Smith and Marx both saw the importance of emergent processes. Some racial inequalities are just these. I'm not thinking here so much of blacks being killed by the police as economic inequalities. In the UK, as in the US, blacks earn less than whites even where they have the same qualifications; are more likely to live in poverty; and much less likely to be in top jobs.
One way in which these emerge without much overt racism was pointed out by Thomas Schelling back in 1971. He showed (pdf) how blacks and whites could come to live in entirely separate areas even even if people were no more racist than wanting to avoid being in a minority.

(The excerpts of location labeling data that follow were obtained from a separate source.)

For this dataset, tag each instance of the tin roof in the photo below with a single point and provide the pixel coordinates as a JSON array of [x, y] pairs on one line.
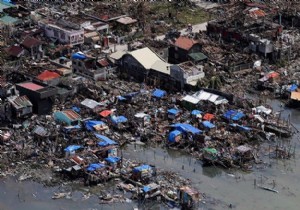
[[31, 86], [71, 114], [14, 51], [31, 42], [184, 42], [48, 75]]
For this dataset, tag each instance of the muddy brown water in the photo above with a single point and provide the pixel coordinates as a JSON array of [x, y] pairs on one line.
[[222, 187]]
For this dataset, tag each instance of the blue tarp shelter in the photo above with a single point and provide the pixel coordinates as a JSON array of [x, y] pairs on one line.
[[293, 87], [118, 119], [159, 93], [121, 98], [79, 56], [76, 109], [173, 135], [113, 159], [196, 112], [208, 124], [146, 189], [184, 127], [233, 115], [240, 127], [105, 141], [70, 128], [173, 111], [91, 123], [95, 166], [72, 148], [142, 168]]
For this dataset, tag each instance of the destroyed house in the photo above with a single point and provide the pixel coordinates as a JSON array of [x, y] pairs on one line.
[[34, 47], [21, 105], [183, 46], [68, 117], [63, 31], [49, 77], [152, 70], [40, 95], [90, 67]]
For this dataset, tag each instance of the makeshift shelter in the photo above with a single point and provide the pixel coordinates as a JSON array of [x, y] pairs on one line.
[[208, 124], [159, 93], [174, 136], [208, 117], [234, 115], [173, 113], [105, 113], [95, 125]]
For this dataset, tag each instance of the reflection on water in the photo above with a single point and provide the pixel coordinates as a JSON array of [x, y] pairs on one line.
[[234, 187]]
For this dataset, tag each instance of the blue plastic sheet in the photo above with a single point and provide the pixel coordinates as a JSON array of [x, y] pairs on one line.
[[173, 135], [142, 168], [72, 148], [105, 141], [113, 159], [95, 166], [186, 128], [158, 93]]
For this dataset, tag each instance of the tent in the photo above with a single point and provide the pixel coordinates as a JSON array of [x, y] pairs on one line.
[[105, 141], [159, 93]]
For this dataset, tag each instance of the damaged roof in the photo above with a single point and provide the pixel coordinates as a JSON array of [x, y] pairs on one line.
[[185, 43], [126, 20], [31, 42], [48, 75], [15, 51], [19, 102]]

When they are segregated in housing, however, other inequalities follow. Black people will suffer worse job opportunities if only to the extent that they'll not benefit so much from hearing of vacancies from the word-of-mouth of neighbours. Their children will go to worse schools and so have worse qualifications and hence be more likely to become unemployed. And that - via the incentives beloved of Econ101 - will tip some into crime. That in turn will give younger people worse role models and peer pressures, and expose "black areas" to harsher policing. In this way, racial inequalities will reinforce and amplify each other, as Barbara Reskin says:
Even if discrimination's only direct effect were on where people lived, it would indirectly contribute to black-white disparities in schooling, health care, the cost of insurance, the opportunity to accrue wealth, etc. In sum, direct discrimination within subsystems exacerbates disparities in other subsystems in part by creating emergent (über) discrimination.

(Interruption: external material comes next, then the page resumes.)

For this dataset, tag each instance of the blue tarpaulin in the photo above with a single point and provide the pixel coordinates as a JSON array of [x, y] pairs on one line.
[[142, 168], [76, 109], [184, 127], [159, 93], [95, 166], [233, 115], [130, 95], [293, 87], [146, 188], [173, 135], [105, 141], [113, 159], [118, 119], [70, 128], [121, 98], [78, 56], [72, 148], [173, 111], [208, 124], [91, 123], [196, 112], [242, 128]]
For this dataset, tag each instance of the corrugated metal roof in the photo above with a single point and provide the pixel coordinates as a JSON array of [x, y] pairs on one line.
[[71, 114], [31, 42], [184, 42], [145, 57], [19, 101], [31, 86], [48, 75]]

There's more. Historic racism has lasting effects. One mechanism here is simply that we are all creatures of history. As Avidit Acharya, Matthew Blackwell and Maya Sen have shown:
Whites who currently live in Southern counties that had high shares of slaves in 1860 are more likely to identify as a Republican, oppose affirmative action, and express racial resentment and colder feelings toward blacks.

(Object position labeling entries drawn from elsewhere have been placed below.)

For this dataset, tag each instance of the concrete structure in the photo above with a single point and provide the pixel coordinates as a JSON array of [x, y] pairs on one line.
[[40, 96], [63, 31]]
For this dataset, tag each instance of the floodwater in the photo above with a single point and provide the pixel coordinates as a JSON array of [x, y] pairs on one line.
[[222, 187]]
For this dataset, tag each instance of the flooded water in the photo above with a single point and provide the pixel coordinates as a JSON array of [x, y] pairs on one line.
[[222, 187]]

What's more, if an inequality has persisted for a long time, we become accustomed to it: as Kris=Stella Trump has shown our ideas of what inequalities are fair are strongly influenced by existing inequalities. Similarly, if it's normal for white people to be in better jobs, hirers will be predisposed to continue to employ them, on the principle that nobody got fired for buying IBM: Gary Becker had a point when he said that competition could eliminate racism but the problem is, in practice, it doesn't grind so finely as to do so.
And because we've become accustomed to police brutality, we tolerate it as being the work of a few bad apples - oblivious to Chris Rock's
point that in other professions such as airline pilots we have zero tolerance for bad apples.
This habituation effect explains why people who have been silent for years about racial inequality are now taking a knee, and why universities who have tolerated racism for years now side with Black Lives Matter. They've taken such inequalities for granted, but a grotesque murders shocks them.
None of this is to deny a self-evident fact, that outright racism exists.My point is that this is only part of the story. Racial inequality isn't merely the product of overt racism. Some of it is instead an emergent product of mild or even no bias (the same is true for sexism, but that's another story).
This fits with a Big Fact - that racial inequalities have persisted for decades despite legal changes, a decline in overt racial hostility and rise of "wokeness". Emergent systems can be resilient - which is why we need radical action and not just gestures to change them.